Cathy and James Harris (whose names we have changed at their request) are a New York City couple with two Black sons. Their boys are both extremely bright young men who have defied the odds and are among the increasingly rare number of Black young men who have attended one of the seven specialized high schools in New York City.
Their eldest son, now 18, graduated last year and is attending one of the most prestigious colleges in the country. Their 16-year-old son is a junior at one of the seven schools and has a 97 average.
The Harris family knows what it takes to get in and succeed at these elite schools
But despite the fact that they have two very bright sons, the struggle to ensure that they succeed has never been easy or without struggle. Theirs is a story of determination and overcoming obstacles put in their family's way by the Department of Education and the system as a whole.
When their eldest son was getting ready for high school, like many parents of Black and Brown children, they weren't told by school administrators, PTA members or teachers about either the specialized schools or the testing process their kids would have to take in order to get into the schools. They also weren't told about the proliferation of courses available to help then prepare for the rigorous examinations.
"We just weren't told about it," said Cathy when she spoke with the AmNews. "It was a bit easier for us to know what was going on because this is our second child in a specialized high school, so we knew what to do this time.
"But with our eldest?
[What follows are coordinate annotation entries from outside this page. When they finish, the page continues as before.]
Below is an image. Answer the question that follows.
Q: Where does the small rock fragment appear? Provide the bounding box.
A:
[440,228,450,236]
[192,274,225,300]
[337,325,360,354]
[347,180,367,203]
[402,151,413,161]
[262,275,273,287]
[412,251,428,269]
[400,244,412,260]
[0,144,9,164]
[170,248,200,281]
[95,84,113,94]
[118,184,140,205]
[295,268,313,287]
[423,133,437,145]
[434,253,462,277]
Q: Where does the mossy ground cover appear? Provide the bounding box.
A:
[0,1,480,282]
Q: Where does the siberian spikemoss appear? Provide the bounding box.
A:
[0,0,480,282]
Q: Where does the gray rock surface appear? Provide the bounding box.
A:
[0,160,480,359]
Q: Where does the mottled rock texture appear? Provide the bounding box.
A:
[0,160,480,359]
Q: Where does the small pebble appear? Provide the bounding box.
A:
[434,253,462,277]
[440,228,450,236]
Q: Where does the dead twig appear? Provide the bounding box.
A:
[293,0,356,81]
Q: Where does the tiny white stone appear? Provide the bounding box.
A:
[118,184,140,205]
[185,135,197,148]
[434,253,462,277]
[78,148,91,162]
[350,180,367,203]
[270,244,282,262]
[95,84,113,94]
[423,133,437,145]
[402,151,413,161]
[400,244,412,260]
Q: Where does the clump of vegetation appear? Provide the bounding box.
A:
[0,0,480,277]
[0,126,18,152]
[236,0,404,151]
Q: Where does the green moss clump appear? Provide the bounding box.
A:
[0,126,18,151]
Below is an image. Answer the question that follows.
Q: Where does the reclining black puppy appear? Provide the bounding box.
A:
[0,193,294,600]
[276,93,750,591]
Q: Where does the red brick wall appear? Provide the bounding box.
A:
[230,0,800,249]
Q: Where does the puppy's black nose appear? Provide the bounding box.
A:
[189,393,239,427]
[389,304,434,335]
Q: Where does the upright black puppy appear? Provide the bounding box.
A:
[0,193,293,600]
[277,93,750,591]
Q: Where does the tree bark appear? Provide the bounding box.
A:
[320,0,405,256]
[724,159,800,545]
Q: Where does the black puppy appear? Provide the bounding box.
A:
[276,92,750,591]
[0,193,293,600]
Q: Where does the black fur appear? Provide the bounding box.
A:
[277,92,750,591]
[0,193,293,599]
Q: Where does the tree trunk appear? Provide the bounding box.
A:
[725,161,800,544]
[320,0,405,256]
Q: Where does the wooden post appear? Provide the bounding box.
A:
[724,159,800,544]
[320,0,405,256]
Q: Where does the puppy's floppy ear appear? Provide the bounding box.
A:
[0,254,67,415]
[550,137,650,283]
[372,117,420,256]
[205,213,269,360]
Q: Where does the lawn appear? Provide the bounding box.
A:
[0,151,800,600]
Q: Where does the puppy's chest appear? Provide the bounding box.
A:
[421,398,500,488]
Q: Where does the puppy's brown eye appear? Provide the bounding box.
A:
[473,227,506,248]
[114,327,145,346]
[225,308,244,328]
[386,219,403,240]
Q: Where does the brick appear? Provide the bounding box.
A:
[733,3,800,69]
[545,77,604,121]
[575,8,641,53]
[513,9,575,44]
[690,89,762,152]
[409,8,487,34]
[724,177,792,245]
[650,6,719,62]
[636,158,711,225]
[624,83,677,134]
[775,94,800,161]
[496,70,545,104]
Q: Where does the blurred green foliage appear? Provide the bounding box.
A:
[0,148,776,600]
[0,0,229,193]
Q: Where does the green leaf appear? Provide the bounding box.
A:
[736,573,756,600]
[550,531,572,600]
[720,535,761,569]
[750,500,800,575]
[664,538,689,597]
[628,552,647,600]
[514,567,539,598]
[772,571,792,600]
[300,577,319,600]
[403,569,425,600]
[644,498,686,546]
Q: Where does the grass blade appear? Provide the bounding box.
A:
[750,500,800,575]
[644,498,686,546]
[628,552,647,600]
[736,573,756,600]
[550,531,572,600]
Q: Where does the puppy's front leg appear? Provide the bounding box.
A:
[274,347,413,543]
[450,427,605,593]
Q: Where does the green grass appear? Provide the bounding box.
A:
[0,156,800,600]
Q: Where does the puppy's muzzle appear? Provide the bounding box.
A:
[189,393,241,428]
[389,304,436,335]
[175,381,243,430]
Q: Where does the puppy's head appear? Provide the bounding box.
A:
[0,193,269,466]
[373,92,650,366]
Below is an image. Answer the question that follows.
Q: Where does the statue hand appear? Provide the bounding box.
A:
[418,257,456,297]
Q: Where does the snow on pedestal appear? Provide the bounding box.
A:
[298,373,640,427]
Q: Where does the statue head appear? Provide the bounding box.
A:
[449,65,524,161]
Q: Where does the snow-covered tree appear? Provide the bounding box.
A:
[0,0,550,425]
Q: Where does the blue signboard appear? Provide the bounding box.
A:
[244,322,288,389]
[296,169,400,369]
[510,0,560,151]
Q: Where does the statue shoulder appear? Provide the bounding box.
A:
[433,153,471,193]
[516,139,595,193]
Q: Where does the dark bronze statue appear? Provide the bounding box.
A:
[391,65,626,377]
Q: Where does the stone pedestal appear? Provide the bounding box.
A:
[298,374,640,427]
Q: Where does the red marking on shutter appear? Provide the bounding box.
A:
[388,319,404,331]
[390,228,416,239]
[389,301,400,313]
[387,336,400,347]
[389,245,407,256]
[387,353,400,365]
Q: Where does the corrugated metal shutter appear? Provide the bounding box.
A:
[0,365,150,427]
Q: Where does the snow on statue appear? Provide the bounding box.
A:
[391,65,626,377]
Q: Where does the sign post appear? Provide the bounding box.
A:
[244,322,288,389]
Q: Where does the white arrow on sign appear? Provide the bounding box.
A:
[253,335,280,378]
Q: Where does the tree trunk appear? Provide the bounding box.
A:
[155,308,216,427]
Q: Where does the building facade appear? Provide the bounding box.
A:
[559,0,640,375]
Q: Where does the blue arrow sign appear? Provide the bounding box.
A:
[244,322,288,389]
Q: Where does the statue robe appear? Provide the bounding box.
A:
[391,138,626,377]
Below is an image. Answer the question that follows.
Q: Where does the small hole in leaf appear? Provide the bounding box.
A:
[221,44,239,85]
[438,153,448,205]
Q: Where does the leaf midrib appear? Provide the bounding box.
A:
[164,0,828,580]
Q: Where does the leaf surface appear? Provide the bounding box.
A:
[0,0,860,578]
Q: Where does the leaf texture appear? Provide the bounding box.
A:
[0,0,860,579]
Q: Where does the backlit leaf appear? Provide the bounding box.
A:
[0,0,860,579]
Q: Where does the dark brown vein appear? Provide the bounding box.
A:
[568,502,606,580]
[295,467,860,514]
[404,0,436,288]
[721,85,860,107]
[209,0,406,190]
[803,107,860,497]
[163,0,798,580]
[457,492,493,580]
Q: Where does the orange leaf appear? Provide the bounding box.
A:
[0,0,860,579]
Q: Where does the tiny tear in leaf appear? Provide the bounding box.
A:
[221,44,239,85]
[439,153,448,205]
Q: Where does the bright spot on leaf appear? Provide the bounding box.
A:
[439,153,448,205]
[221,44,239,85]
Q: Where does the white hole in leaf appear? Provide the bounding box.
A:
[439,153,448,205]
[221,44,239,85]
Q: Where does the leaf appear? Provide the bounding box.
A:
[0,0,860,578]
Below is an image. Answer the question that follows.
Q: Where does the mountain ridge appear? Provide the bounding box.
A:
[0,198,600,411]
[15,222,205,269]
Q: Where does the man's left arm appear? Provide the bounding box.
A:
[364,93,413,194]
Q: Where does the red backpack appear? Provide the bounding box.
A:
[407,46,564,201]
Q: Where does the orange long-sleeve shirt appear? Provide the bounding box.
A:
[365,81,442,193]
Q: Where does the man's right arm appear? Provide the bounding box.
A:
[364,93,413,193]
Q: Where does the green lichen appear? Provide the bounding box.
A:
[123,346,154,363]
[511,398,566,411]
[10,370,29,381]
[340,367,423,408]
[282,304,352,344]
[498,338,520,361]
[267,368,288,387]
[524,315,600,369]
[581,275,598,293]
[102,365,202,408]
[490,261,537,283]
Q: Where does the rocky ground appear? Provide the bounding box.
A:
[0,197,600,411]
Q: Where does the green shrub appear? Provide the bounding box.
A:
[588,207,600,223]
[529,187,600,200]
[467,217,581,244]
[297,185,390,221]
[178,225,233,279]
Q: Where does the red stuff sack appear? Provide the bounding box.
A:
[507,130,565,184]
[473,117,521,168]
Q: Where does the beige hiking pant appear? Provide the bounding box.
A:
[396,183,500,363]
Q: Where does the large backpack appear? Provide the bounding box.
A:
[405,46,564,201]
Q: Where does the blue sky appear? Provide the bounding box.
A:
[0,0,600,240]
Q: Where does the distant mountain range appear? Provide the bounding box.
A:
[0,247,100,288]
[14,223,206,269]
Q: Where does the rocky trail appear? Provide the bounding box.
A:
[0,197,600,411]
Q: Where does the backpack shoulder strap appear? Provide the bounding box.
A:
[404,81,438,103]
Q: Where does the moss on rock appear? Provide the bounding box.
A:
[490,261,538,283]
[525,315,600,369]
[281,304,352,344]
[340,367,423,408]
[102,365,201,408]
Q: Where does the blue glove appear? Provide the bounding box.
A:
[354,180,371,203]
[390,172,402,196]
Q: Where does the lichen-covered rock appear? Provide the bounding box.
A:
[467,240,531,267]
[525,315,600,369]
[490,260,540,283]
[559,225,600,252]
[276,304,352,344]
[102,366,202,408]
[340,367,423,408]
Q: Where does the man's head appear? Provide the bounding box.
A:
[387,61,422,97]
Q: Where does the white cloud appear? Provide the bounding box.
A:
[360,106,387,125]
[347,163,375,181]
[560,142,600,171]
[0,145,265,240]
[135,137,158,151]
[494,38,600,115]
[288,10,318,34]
We had the toughest time trying to find out the programs that told you about getting ready," said Cathy. "Nothing was offered."
As the AmNews reported last week, statistics from InsideSchools.org report the Bronx High School of Science's current ethnicity breakdown to be 61 percent Asian, 25 percent white, 8 percent Hispanic and 3 percent Black; Stuyvesant High School's breakdown at 69 percent Asian, 26 percent white, 3 percent Hispanic and 2 percent Black; and Brooklyn Technical High School's breakdown at 59 percent Asian, 21 percent white, 12 percent Black and 8 percent Hispanic.
The other specialized high schools in the city are the High School for Math, Science and Engineering at City College, High School of American Studies at Lehman College, Staten Island Technical High School, Queens High School for the Sciences at York College, the Brooklyn Latin School and the Fiorello H. LaGuardia High School of Music & Art and Performing Arts, where you must audition.
Some would argue that these schools are the model of meritocracy--that only the best and brightest are able to get in--but what has become increasingly clear from reporting is that there are institutionalized issues that are leaving Black and Brown students, especially boys, woefully underrepresented in some of the city's best schools. Cathy and James provided some insight into the process.